Présidentielle 2017 : le programme d’Emmanuel Macron pour les retraites

Par Jean-Philippe Dubosc

Avec 66,10% des suffrages exprimés le 7 mai 2017, Emmanuel Macron est devenu le huitième président de la Vème République. Si le nouveau chef de l’Etat ne veut pas bouleverser les principaux paramètres, notamment l’âge de départ, il propose la mise en place progressive d’un système unique de retraites, jugé plus juste et plus « lisible », qui viendrait remplacer les 37 régimes actuels. Suite à ses propos tenus lors du débat présidentiel, il semblerait que cette réforme d’envergure serait finalement limitée aux seuls régimes de base.  

Pas de révolution, mais une lente et profonde évolution. En matière de retraites, les propositions du plus jeune président de la République française ne bouleversent pas les règles du jeu actuelles tout en prévoyant à terme un changement majeur : l’instauration d’ici 10 ans d’un système unique de retraites auquel seront affiliés l’ensemble des Français quel que soit leur statut professionnel.

SOMMAIRE

– Age de départ maintenu à 62 ans

– Pas d’allongement de la durée de cotisation

– Pas de baisse des pensions

– Suppression du RSI et du régime de retraite des parlementaires

– Mise en place d’un système unique de retraites

– Le même calcul des retraites pour tous

 

Age de départ maintenu à 62 ans

Après plus de vingt ans de réformes successives, « le problème des retraites n’est plus un problème financier », estime Emmanuel Macron. Pour étayer ses propos, le nouveau chef de l’Etat se fonde sur le dernier avis du Comité de suivi des retraites (CSR). Selon ce cénacle d’experts créé par la réforme des retraites de 2014, les perspectives financières permettraient d’envisager l’avenir avec « une sérénité raisonnable », n’a pas manqué de relevé l’ex-ministre de l’Economie.

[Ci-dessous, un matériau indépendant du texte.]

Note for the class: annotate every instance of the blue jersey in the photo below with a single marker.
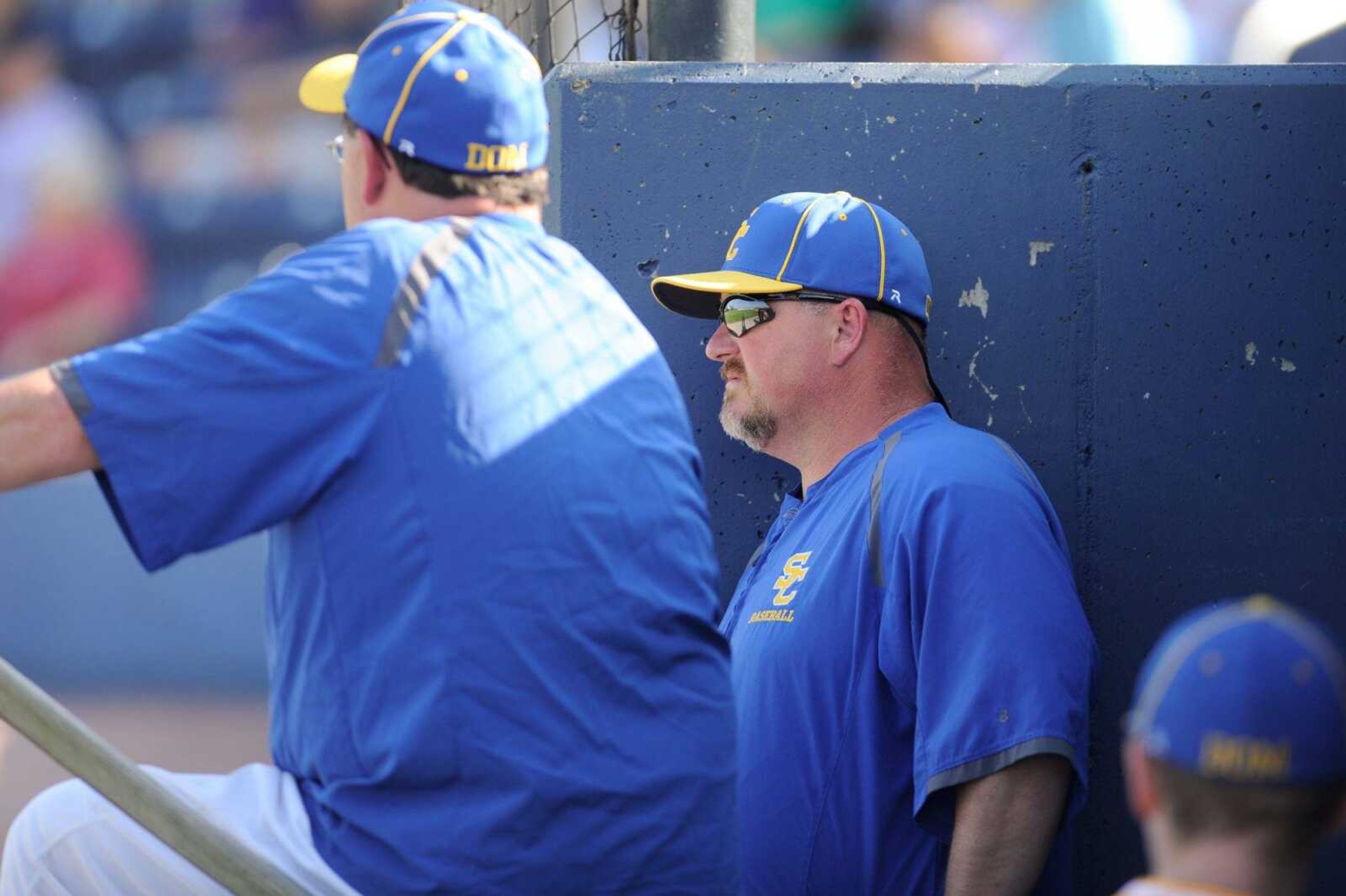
(492, 587)
(912, 625)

Emmanuel Macron oublie, au passage, que les avis du CSR sont jugés optimistes pour bon nombre de spécialistes. Peu importe, pour lui, il n’y a pas besoin de repousser l’âge légal de départ à la retraite, soit l’âge à partir duquel les Français sont autorisés à quitter la vie active. L’âge légal est donc maintenu à 62 ans.

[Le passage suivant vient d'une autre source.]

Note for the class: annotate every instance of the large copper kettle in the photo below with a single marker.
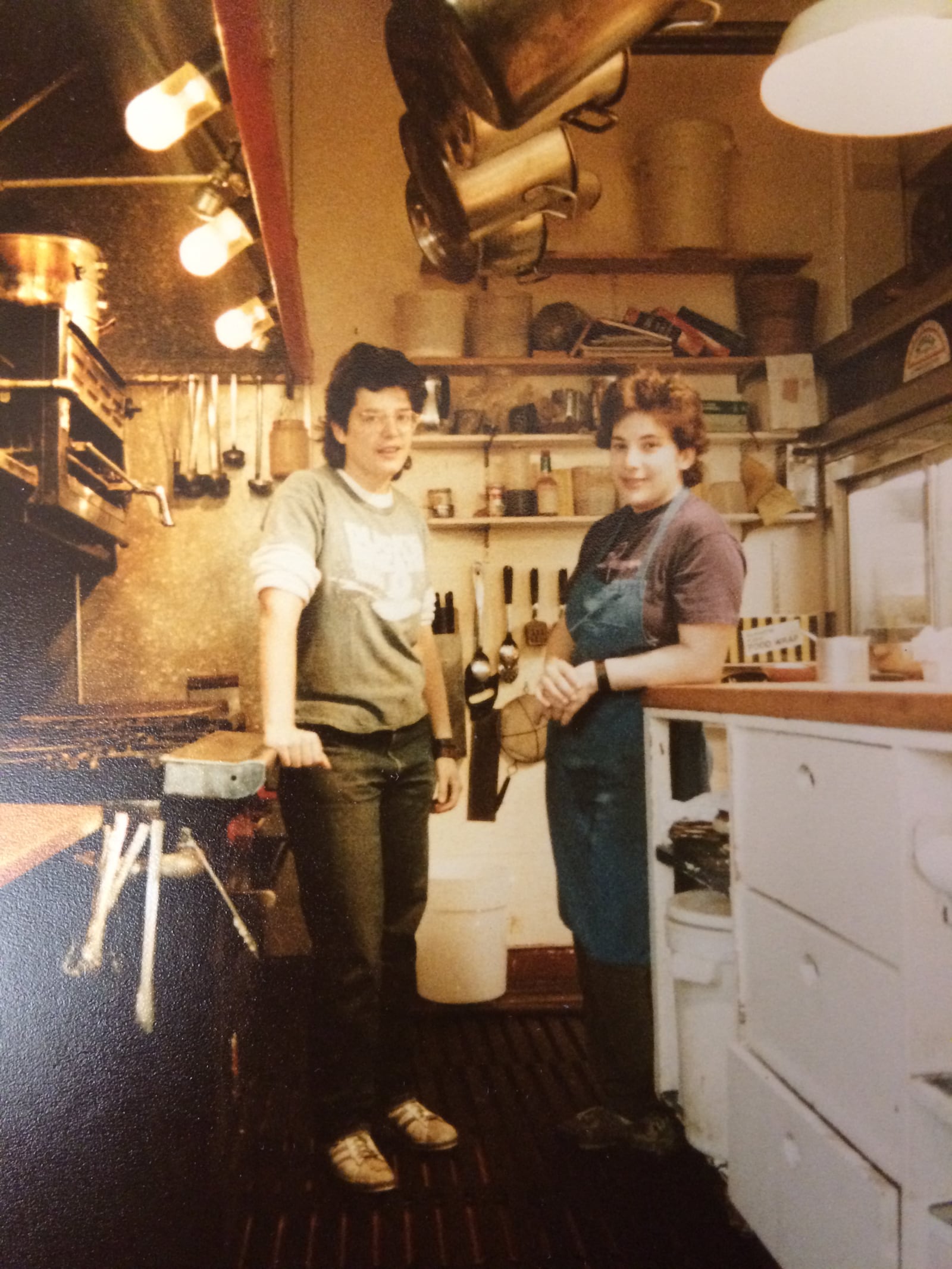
(511, 60)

Le nouveau président n’a, en revanche, jamais fait référence jusqu’ici à l’âge de retraite à taux plein, c’est-à-dire l’âge à partir duquel la décote est supprimée même si l’assuré ne dispose pas de tous ses trimestres de cotisation. Cet âge va être progressivement décalé de 65 à 67 ans d’ici 2022.

Pas d’allongement de la durée de cotisation

Toujours parce que les finances des régimes seraient sur la bonne voie, mais aussi pour ne pas perdre la confiance des jeunes dans le système des retraites, Emmanuel Macron ne veut pas augmenter la durée d’assurance, soit le nombre de trimestres de cotisation vieillesse nécessaire pour percevoir une pension de base complète (sans décote). Ce nombre dépend de l’année de naissance. Il varie de 166 trimestres (41,5 ans) pour les assurés nés en 1955 à 172 trimestres (43 ans) pour ceux nés à partir de 1973.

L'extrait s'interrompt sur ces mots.